Quantcast

New Drug, Reporting Rules to Boost Racehorse Safety

Governor Adopts Task Force Findings

Gov. Andrew M. Cuomo announced his office has received the findings and recommendations of the New York Task Force on Racehorse Health and Safety and that the state will undertake an unprecedented series of reforms to promote equine safety at New York racetracks.

The Task Force was appointed at the request of the Governor’s office following a spate of deaths at Aqueduct Racetrack during its winter meeting. The Task Force was directed to review the circumstances involving the deaths, analyze the causes, and recommend any necessary action to prevent equine breakdowns at New York Racing Association (NYRA) operated facilities.

The Task Force was also charged with examining horse claiming rules, veterinary procedures and drug use in order to promote equine safety.

“New York is committed to placing the health, safety and welfare of the equine athlete as the top priority of horse racing,” Cuomo said. “As we bring accountability and responsible business practices to horse racing, these recommendations will be an integral part of a new and improved racing product. I have requested the Racing and Wagering Board to promptly adopt the changes identified by the Task Force to create a safetyconscious environment for racehorses. I sincerely thank the members of the Task Force on Racehorse Health and Safety for their important work.”

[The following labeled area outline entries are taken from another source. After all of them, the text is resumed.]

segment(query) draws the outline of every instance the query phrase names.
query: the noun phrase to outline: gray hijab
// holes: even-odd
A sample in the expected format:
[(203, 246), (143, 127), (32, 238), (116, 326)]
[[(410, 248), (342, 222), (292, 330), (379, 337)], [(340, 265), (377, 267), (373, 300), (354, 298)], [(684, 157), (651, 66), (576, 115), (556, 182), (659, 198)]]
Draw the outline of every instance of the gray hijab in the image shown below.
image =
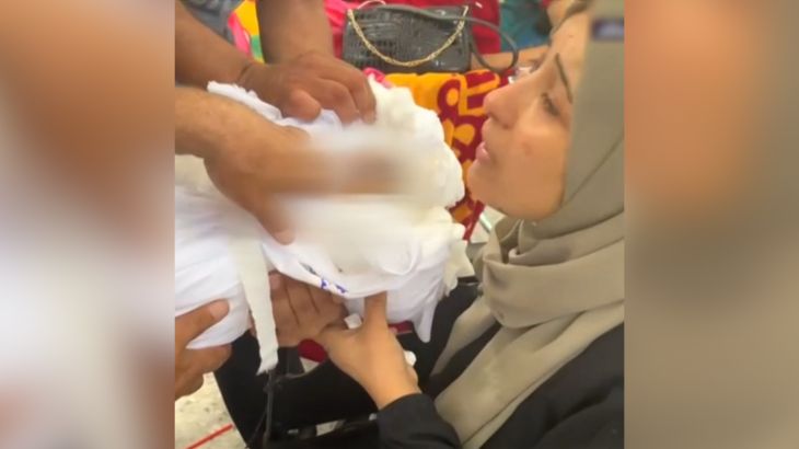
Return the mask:
[[(623, 9), (623, 0), (600, 1), (594, 25)], [(537, 223), (501, 220), (475, 264), (483, 296), (455, 322), (433, 371), (501, 324), (436, 399), (464, 448), (483, 446), (525, 398), (624, 321), (623, 48), (621, 39), (588, 44), (561, 207)]]

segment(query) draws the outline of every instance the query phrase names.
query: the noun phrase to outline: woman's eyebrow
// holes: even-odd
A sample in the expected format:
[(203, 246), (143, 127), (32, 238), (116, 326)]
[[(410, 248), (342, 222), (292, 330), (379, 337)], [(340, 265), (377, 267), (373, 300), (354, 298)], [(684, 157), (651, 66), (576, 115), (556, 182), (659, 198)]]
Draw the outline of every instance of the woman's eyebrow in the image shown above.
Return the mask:
[(569, 78), (566, 76), (566, 70), (564, 70), (564, 64), (560, 60), (560, 54), (555, 55), (555, 65), (557, 66), (557, 72), (560, 76), (560, 81), (564, 82), (564, 87), (566, 88), (566, 97), (569, 99), (569, 103), (575, 103), (574, 96), (571, 95), (571, 83), (569, 83)]

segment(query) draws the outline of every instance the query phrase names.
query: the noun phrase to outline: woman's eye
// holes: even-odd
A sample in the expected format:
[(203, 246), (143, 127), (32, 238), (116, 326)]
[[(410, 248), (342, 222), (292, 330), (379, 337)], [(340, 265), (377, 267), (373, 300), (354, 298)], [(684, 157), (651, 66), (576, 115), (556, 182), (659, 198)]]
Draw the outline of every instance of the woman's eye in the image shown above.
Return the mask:
[(544, 105), (544, 111), (546, 111), (547, 114), (557, 117), (560, 115), (560, 112), (555, 106), (555, 103), (553, 103), (552, 99), (548, 94), (542, 93), (541, 94), (541, 104)]

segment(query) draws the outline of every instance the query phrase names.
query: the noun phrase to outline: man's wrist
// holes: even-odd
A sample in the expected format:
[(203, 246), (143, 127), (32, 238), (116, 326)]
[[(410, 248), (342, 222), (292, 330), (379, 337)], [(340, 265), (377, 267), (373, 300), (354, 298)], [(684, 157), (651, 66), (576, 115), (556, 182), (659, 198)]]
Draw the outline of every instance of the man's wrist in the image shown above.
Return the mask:
[(401, 381), (387, 381), (381, 382), (374, 388), (368, 389), (369, 395), (374, 401), (374, 405), (378, 410), (383, 410), (394, 401), (402, 398), (421, 393), (421, 390), (416, 382), (409, 379), (403, 379)]

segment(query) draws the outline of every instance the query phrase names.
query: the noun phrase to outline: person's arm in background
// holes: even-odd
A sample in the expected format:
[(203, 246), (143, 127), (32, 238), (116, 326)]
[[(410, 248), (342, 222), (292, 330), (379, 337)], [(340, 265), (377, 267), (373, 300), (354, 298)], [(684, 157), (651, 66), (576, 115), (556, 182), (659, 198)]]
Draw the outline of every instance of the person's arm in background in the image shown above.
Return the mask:
[[(294, 2), (304, 3), (300, 0), (279, 3)], [(287, 22), (283, 26), (306, 26), (281, 20)], [(299, 37), (290, 34), (283, 32), (275, 38), (286, 38), (286, 44), (291, 45)], [(274, 44), (283, 45), (277, 41)], [(316, 45), (310, 39), (309, 44)], [(335, 111), (344, 122), (359, 117), (367, 122), (374, 119), (374, 95), (367, 78), (355, 67), (319, 51), (305, 53), (283, 64), (257, 62), (195, 19), (182, 0), (175, 0), (175, 78), (177, 82), (200, 89), (209, 81), (235, 83), (255, 91), (285, 115), (300, 119), (314, 119), (323, 108)]]
[(235, 83), (250, 64), (250, 57), (175, 0), (175, 81), (200, 89), (209, 81)]
[(333, 32), (324, 0), (258, 0), (264, 59), (282, 62), (309, 51), (333, 56)]

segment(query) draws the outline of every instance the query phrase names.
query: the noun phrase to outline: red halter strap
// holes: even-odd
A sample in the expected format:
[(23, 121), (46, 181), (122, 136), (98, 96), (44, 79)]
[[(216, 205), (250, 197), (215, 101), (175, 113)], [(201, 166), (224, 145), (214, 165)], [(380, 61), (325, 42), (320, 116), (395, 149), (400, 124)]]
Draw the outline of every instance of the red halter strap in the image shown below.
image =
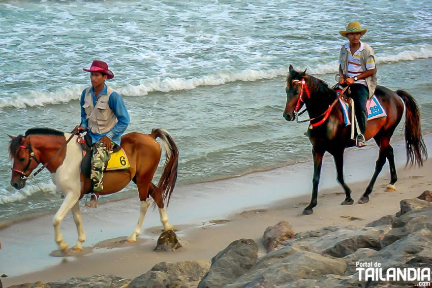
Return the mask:
[(297, 102), (297, 105), (296, 105), (295, 109), (294, 110), (294, 114), (297, 114), (298, 113), (298, 110), (300, 109), (300, 106), (301, 105), (301, 103), (304, 102), (303, 101), (303, 90), (306, 91), (306, 94), (307, 94), (308, 98), (311, 97), (311, 93), (309, 92), (309, 89), (307, 89), (307, 86), (306, 85), (306, 81), (304, 81), (304, 78), (302, 79), (301, 80), (293, 80), (292, 82), (292, 83), (301, 84), (301, 87), (300, 88), (300, 92), (299, 92), (298, 101)]
[[(38, 164), (39, 164), (39, 162), (35, 157), (35, 152), (33, 152), (33, 149), (32, 149), (32, 146), (30, 146), (30, 144), (28, 144), (28, 146), (23, 146), (20, 145), (19, 148), (22, 149), (28, 149), (30, 151), (30, 158), (28, 159), (28, 163), (27, 164), (27, 165), (25, 166), (25, 168), (24, 168), (23, 171), (18, 170), (18, 169), (15, 169), (15, 168), (11, 168), (11, 170), (13, 171), (15, 171), (16, 172), (18, 172), (21, 174), (21, 177), (22, 179), (27, 179), (28, 178), (28, 176), (25, 175), (25, 171), (27, 170), (28, 168), (30, 167), (30, 165), (32, 164), (32, 160), (34, 159), (35, 161), (36, 162), (36, 163)], [(30, 172), (31, 173), (31, 172)]]

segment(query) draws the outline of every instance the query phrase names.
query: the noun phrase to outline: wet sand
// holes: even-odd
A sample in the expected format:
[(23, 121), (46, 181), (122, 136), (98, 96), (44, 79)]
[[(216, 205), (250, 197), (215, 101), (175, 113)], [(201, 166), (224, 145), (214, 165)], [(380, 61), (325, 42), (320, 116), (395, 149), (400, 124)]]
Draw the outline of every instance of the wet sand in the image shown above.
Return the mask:
[[(425, 135), (432, 151), (432, 134)], [(54, 281), (100, 273), (133, 278), (162, 261), (210, 260), (231, 242), (243, 238), (257, 242), (265, 229), (284, 220), (296, 232), (341, 224), (364, 226), (398, 210), (399, 202), (432, 190), (432, 162), (424, 167), (404, 169), (406, 154), (402, 142), (393, 143), (398, 180), (395, 191), (385, 191), (388, 166), (384, 166), (371, 201), (357, 204), (375, 168), (378, 148), (373, 141), (345, 154), (345, 179), (355, 203), (341, 206), (345, 194), (336, 181), (332, 157), (325, 157), (318, 206), (313, 215), (301, 215), (310, 200), (312, 162), (212, 182), (176, 188), (167, 209), (170, 223), (186, 245), (175, 251), (153, 251), (161, 232), (157, 209), (149, 209), (142, 234), (134, 244), (126, 243), (138, 216), (138, 197), (101, 205), (96, 209), (80, 202), (87, 239), (79, 254), (65, 257), (56, 250), (52, 226), (53, 215), (14, 224), (0, 230), (0, 275), (5, 287), (26, 282)], [(360, 219), (350, 220), (346, 216)], [(71, 246), (77, 240), (69, 214), (61, 225)], [(259, 253), (262, 254), (261, 248)]]

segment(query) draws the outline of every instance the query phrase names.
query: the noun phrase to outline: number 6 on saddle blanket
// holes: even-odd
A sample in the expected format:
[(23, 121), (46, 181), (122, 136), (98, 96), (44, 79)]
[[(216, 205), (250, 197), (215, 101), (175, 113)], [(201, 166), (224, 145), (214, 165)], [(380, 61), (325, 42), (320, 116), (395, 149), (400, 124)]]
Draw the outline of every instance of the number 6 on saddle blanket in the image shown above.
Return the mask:
[[(90, 188), (89, 179), (81, 168), (82, 149), (77, 143), (78, 136), (49, 128), (32, 128), (24, 135), (10, 136), (9, 155), (13, 161), (11, 185), (19, 189), (25, 186), (30, 174), (40, 164), (51, 173), (52, 181), (65, 196), (61, 205), (53, 219), (55, 240), (64, 253), (69, 251), (69, 244), (64, 241), (60, 224), (71, 211), (78, 232), (78, 242), (72, 248), (74, 252), (82, 249), (85, 241), (78, 200)], [(166, 151), (166, 161), (158, 185), (151, 180), (159, 164), (162, 149), (156, 141), (160, 138)], [(159, 209), (161, 221), (165, 230), (173, 229), (168, 223), (165, 207), (177, 180), (178, 150), (171, 135), (163, 129), (153, 129), (148, 135), (133, 132), (121, 137), (121, 148), (129, 163), (128, 169), (106, 171), (104, 189), (99, 193), (106, 195), (120, 191), (131, 180), (138, 187), (141, 201), (140, 215), (135, 229), (127, 240), (136, 241), (141, 233), (144, 217), (150, 204), (149, 197)], [(122, 161), (122, 160), (120, 161)], [(36, 176), (40, 170), (34, 174)]]

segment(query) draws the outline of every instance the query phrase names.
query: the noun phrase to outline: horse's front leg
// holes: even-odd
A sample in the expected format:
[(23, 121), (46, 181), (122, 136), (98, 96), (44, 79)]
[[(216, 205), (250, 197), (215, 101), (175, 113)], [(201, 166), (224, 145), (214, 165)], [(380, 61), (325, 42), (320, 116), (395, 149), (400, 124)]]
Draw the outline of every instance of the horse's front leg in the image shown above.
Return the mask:
[(372, 193), (372, 190), (374, 189), (374, 185), (375, 184), (375, 181), (377, 181), (377, 178), (381, 172), (383, 166), (385, 164), (387, 150), (389, 144), (389, 141), (386, 140), (387, 139), (381, 139), (381, 141), (380, 142), (380, 152), (378, 154), (378, 158), (375, 163), (375, 171), (374, 172), (374, 175), (372, 175), (372, 178), (371, 179), (369, 185), (366, 188), (366, 191), (358, 200), (358, 203), (360, 204), (367, 203), (369, 202), (369, 195)]
[(65, 196), (65, 200), (60, 208), (52, 219), (52, 225), (54, 226), (54, 240), (58, 246), (58, 249), (64, 253), (67, 254), (69, 251), (69, 245), (64, 241), (63, 236), (60, 231), (60, 224), (65, 216), (77, 204), (79, 199), (79, 194), (72, 192), (67, 193)]
[(82, 227), (82, 220), (81, 217), (81, 211), (79, 210), (79, 203), (77, 202), (72, 207), (72, 215), (74, 216), (74, 221), (77, 227), (78, 232), (78, 242), (72, 247), (73, 252), (81, 252), (82, 251), (82, 243), (85, 241), (85, 234)]
[(129, 243), (135, 243), (137, 242), (137, 236), (141, 234), (141, 228), (142, 227), (142, 222), (144, 221), (144, 217), (147, 213), (147, 210), (148, 209), (148, 206), (150, 206), (150, 199), (146, 201), (142, 201), (141, 205), (140, 206), (140, 215), (138, 218), (138, 221), (137, 223), (137, 226), (135, 227), (135, 230), (132, 234), (128, 237), (127, 241)]
[(323, 164), (323, 156), (325, 150), (318, 150), (314, 147), (312, 154), (314, 156), (314, 177), (312, 178), (312, 199), (311, 203), (303, 210), (303, 215), (310, 215), (314, 213), (313, 209), (317, 206), (318, 198), (318, 184), (320, 183), (320, 175)]
[(345, 191), (345, 200), (341, 203), (341, 205), (350, 205), (354, 203), (354, 201), (351, 198), (351, 189), (346, 184), (345, 179), (344, 178), (344, 148), (341, 148), (333, 153), (333, 157), (334, 158), (334, 165), (336, 166), (337, 182)]

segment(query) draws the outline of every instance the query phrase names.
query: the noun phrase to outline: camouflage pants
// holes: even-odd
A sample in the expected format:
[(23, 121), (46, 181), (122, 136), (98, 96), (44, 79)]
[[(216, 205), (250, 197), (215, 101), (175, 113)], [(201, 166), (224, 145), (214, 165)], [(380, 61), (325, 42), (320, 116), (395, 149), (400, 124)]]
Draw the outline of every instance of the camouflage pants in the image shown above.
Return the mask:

The governor’s actions include recommending a complete overhaul of NYRA’s veterinary practices, the creation of an Equine Medical Director position within the state’s racing regulatory body, strict prohibitions regarding medications, and new rules for claiming races. Since the Task Force found that the inability of jockeys to communicate their concerns about the health of horses established an unacceptably elevated level of risk, the state will create an anonymous equine safety hotline to enable jockeys to report horse health concerns without fear of retribution.

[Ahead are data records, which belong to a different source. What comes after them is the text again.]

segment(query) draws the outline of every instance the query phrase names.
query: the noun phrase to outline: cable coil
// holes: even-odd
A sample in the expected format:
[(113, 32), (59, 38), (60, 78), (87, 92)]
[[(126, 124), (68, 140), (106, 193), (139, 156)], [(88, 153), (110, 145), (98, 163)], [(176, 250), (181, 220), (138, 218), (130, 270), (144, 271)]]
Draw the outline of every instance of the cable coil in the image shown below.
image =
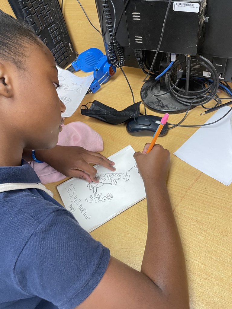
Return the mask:
[[(104, 3), (102, 4), (103, 14), (105, 19), (107, 30), (110, 39), (110, 42), (107, 44), (109, 59), (111, 63), (116, 68), (121, 68), (125, 64), (125, 57), (123, 50), (118, 41), (114, 36), (115, 21), (113, 26), (108, 1), (107, 0), (102, 0), (102, 1), (104, 1)], [(115, 52), (118, 55), (118, 60), (115, 55)]]

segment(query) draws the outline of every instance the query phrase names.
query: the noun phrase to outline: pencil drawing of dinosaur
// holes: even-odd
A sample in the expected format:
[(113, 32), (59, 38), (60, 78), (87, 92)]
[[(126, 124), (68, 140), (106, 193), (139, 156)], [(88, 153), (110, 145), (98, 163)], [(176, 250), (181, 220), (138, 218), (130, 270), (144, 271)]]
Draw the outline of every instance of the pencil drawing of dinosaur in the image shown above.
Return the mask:
[(87, 198), (85, 199), (85, 200), (87, 202), (88, 202), (89, 203), (97, 203), (100, 201), (101, 201), (102, 202), (105, 202), (107, 198), (110, 202), (113, 198), (113, 195), (110, 193), (108, 193), (107, 195), (103, 197), (101, 197), (101, 193), (100, 194), (97, 194), (97, 193), (94, 193), (94, 197), (93, 197), (92, 195), (90, 195), (89, 197), (90, 198), (90, 201), (87, 200)]
[(131, 179), (128, 173), (123, 174), (119, 173), (97, 173), (96, 177), (99, 180), (99, 182), (87, 183), (87, 186), (90, 190), (93, 190), (94, 193), (96, 193), (97, 188), (103, 186), (104, 184), (108, 184), (111, 185), (117, 184), (117, 181), (120, 179), (124, 179), (125, 181), (129, 181)]

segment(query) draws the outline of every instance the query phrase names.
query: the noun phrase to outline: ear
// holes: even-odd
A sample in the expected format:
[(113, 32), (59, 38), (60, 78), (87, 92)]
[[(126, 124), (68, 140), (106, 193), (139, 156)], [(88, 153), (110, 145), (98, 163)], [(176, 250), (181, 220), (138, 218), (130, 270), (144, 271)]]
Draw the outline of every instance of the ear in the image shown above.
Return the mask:
[(0, 63), (0, 96), (11, 98), (13, 95), (13, 88), (11, 78), (10, 65)]

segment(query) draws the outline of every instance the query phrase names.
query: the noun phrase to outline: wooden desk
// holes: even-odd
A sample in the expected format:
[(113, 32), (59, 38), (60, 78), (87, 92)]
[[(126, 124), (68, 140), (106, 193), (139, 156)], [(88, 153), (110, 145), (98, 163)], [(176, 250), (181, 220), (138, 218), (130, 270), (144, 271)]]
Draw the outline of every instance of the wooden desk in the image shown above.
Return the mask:
[[(81, 2), (92, 22), (98, 27), (94, 0)], [(2, 0), (0, 8), (10, 13), (12, 12), (7, 0)], [(80, 53), (95, 47), (104, 51), (101, 38), (90, 25), (77, 2), (74, 0), (64, 0), (63, 10), (76, 50)], [(144, 74), (139, 69), (125, 67), (124, 70), (133, 89), (135, 102), (140, 100), (140, 91)], [(128, 86), (120, 70), (117, 70), (115, 75), (95, 94), (86, 95), (83, 103), (85, 104), (94, 99), (119, 110), (132, 104)], [(185, 124), (203, 123), (212, 116), (210, 113), (200, 116), (202, 111), (200, 107), (192, 110)], [(147, 112), (154, 113), (149, 110)], [(171, 115), (170, 122), (177, 123), (183, 116), (182, 114)], [(124, 124), (111, 125), (81, 115), (79, 108), (72, 117), (66, 119), (65, 123), (76, 121), (88, 124), (101, 135), (104, 145), (102, 153), (106, 157), (129, 144), (135, 150), (141, 150), (145, 143), (151, 140), (150, 137), (129, 135)], [(191, 308), (231, 309), (231, 186), (222, 184), (173, 154), (197, 129), (177, 127), (160, 138), (158, 142), (169, 149), (171, 154), (167, 186), (185, 254)], [(55, 198), (62, 203), (56, 188), (61, 182), (47, 186), (54, 193)], [(146, 232), (145, 200), (91, 234), (108, 247), (112, 255), (139, 270)]]

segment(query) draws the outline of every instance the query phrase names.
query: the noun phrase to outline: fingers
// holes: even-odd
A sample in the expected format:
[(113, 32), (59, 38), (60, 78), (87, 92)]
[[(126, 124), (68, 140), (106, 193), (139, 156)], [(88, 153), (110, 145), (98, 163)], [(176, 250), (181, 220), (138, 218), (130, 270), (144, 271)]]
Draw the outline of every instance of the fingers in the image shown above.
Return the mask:
[(70, 177), (75, 177), (75, 178), (79, 178), (80, 179), (85, 180), (88, 182), (97, 183), (99, 182), (99, 180), (96, 177), (96, 174), (94, 175), (88, 175), (83, 171), (80, 171), (79, 170), (73, 170), (70, 173)]
[(96, 176), (97, 171), (93, 166), (85, 162), (82, 163), (81, 169), (79, 168), (70, 170), (68, 176), (84, 179), (89, 182), (99, 182), (99, 180)]
[(145, 146), (144, 146), (144, 148), (143, 149), (143, 150), (142, 152), (142, 153), (145, 154), (146, 153), (147, 151), (148, 148), (150, 146), (150, 143), (147, 143)]
[(96, 152), (89, 152), (89, 156), (86, 157), (86, 160), (88, 163), (99, 164), (105, 167), (108, 168), (111, 171), (115, 171), (116, 169), (112, 166), (114, 165), (114, 162), (107, 159), (102, 154)]

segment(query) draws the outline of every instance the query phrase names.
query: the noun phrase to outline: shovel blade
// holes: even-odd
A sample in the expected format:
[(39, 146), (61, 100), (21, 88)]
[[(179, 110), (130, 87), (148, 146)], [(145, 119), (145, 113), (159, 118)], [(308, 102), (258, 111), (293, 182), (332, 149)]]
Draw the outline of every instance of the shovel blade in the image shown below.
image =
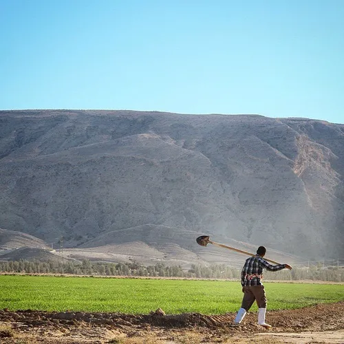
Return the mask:
[(196, 239), (196, 241), (201, 246), (206, 246), (209, 244), (209, 235), (201, 235)]

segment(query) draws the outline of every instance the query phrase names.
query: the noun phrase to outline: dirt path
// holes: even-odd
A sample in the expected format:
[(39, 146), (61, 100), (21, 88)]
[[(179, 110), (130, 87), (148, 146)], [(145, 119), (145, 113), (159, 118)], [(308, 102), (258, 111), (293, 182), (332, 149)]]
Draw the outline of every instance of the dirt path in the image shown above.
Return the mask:
[(344, 301), (294, 310), (268, 312), (267, 330), (248, 314), (130, 315), (116, 313), (0, 310), (0, 343), (341, 343), (344, 344)]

The Task Force found that while there was no single root cause for the Aqueduct fatalities, a combination of factors likely led to the increased rate of horse deaths. These factors included: increased purses in claiming races that incentivized stakeholders to run substandard horses; the use of corticosteroids that may have limited the ability of veterinarians to identify preexisting conditions that disposed horses to catastrophic injuries; a lack of protocols and inconsistencies in pre-race inspections and veterinary procedures; and mild weather on a track designed for harsher winters.

During its comprehensive examination, the Task Force found that NYRA’s organizational veterinary structure was inherently conflicted by reporting to an entity (the Racing Office) whose function is inconsistent with deliberate and careful equine risk management practice.

Other structural shortcomings with NYRA’s veterinary practice include: a lack of uniform protocols and procedures among track veterinarians, a failure to standardize risk factors to assess racehorses’ fitness to run, and no uniformity in veterinary care recordkeeping or proper use of existing veterinary practice management software.

The State Racing and Wagering Board and NYRA will be directed to take a number of corrective actions, including:

– establishing an Office of the Equine Medical Director to oversee horse safety;

– creating an independent veterinary practice structure within NYRA which will put the health of the horses first and which reporting directly to the chief executive officer of NYRA;

– establishing an anonymous reporting mechanism for jockeys to report health or safety violations without fear of reprisal;

– prohibiting the use of certain drugs days before racing;

– extending the claiming rule that voids claims in the event a claimed horse dies on the race track to make a claim voidable within one hour of the conclusion of a race if the horse is vanned off the track;

– improving documentation of findings of fatal injuries, including the development of standard protocols for handling of horses sustaining fatal injuries; and

– requiring testing laboratory accreditation.

The NYRA will also examine the possibility of installing of a synthetic surface on the inner track at Aqueduct.

The full report is available at www.governor.ny.gov/assets/documents/ Report.pdf.